Traditional Annotation Methods
There are a number of traditional road car sensor streams like structured data such as internal state variables, structured outputs from image processing pipelines, etc., with typically annotation-based approaches to generating them. The manual annotation is not usually feasible with respect to computational cost and/or the inconsistent agreement between different annotators.
Rule-based systems that can infer these structured outputs directly from raw sensor data are not available. Vision-based internal function estimation is still an open issue, despite significant attempts in computer graphics, computer vision, and machine learning.
The level of annotation can be segregated into manual, semi-automatic, automatic, and hyper-automatic. The last term refers to a version of the automatic annotation by which unsupervised learning methods are able to annotate the video according to the same criteria used by humans.
Many video perception systems require a clear description of the experimental conditions (targets, perspectives, brightness) and a clear instruction set for the annotation task. It is known that the performance of automatic methods strongly depends on the level of detail needed for the description, with a forward dependency from the confidence threshold required to successfully assess the answers to the annotation.
As an example, a simple annotation of car equipment is easily carried out by end-users by only considering the evidence of a boundary of the windshield in the captured images.
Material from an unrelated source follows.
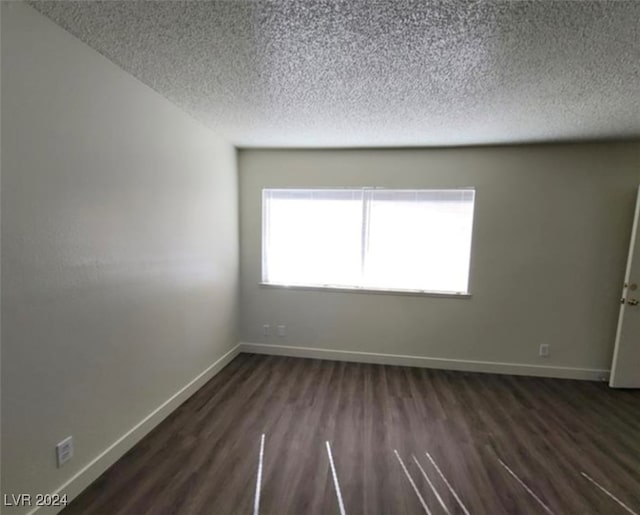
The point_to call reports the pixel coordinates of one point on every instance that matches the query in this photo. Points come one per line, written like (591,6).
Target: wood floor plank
(203,458)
After this step, more specific driving lanes can be clearly defined as identified homogeneous-color pixels, leading to a form of initial segmentation.
Advanced Annotation Techniques
Even with the latest annotation technology, many companies are either using or experimenting with various state-of-the-art annotation tools that can provide a more precise way of solving specified autonomy requirements. These tools employ clever machine learning or computer vision algorithms to achieve difficult annotations. It’s one of the primary pioneers in using this technology to support advanced ADAS and automated vehicle programs.
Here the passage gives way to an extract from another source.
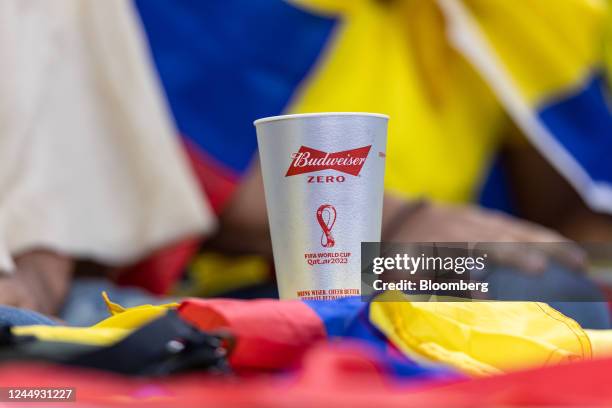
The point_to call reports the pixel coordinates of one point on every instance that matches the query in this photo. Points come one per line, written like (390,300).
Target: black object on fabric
(164,346)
Today, these tools are built into a large-scale machine learning platform that enables an end-to-end ML training pipeline with advanced support for annotating vast datasets of many different sensor types and ADAS features.
Read More: How Image Segmentation and AI is Revolutionizing Traffic Management
Conclusion
The development of autonomous driving cars has proved to be highly complicated, partly due to the closed-loop system where perception and reasoning abilities rely on a high-level understanding of vehicle motion and complex surrounding scenes. More importantly, robust autonomous driving algorithms with different sensors actually rely on high-quality, large-scale, sensor-specific annotation datasets. In summary, the techniques for annotating different sensor data from autonomous vehicles would be an essential development for future self-driving vehicle use cases.
Object detection and instance segmentation are among the most popular computer vision tasks and form the basis for many others, representing a fundamental step of semantic scene understanding.
As one of the leading data annotation companies, we provide comprehensive data annotation solutions for diverse autonomous driving sensor streams.